A few brightly colored trees surround a little pond in the corner of a field. 






I just like the shapes of the trees, like a claw reaching for the corner of the field. 






When you're doing aerial photography, here are a few tips: First, if you can, open the window. Most airplane windows are tinted, and they're all plastic, never a good substance to shoot through. Second, lean back and let your body cushion the vibrations - never lean on or touch the airplane window or frame. Third, use a high shutter speed (1/500th or higher) to minimize effects of vibration and motion (VR / Image Stabilization helps too). 

The colors were spectacular, and the slight overcast just made them more saturated. 






When most of the trees have lost their leaves, a few lone maples seem even brighter yellow...






My very own pond... the grass is still green where I mow the banks, but as the leaves fall it will soon be brown until next year...









A sign of winter to come - the geese are heading South.






Broken sunlight shines on Cayuga Lake as I head back to Ithaca airport...

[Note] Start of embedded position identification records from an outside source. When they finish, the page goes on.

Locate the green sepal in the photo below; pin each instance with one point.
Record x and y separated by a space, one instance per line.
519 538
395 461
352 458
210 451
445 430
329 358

Now, if the rain would only stop so I can take the airplane up again...


----------



## agnesthelion (Oct 23, 2012)

Gorgeous!!!!! I love fall colors!!!


----------



## Nancy McClelland (Oct 23, 2012)

One of the things on my bucket list is to ride my bike around the East coast when the leaves are changing. I'm jealous.


----------



## Hyatt101 (Oct 23, 2012)

Love these pictures!


----------



## missyscove (Oct 23, 2012)

I see you were literally "far above Cayuga's waters."

You sure know how to make me miss Ithaca! Some of our palm trees dropped some dead fronds recently. That's about the closest thing to fall we have here in Pomona.


----------



## HolyHandGrenade (Oct 24, 2012)

Soooo pretty ! Thanks for sharing


----------



## holtzchick (Oct 25, 2012)

Agreed beautiful pictures!


----------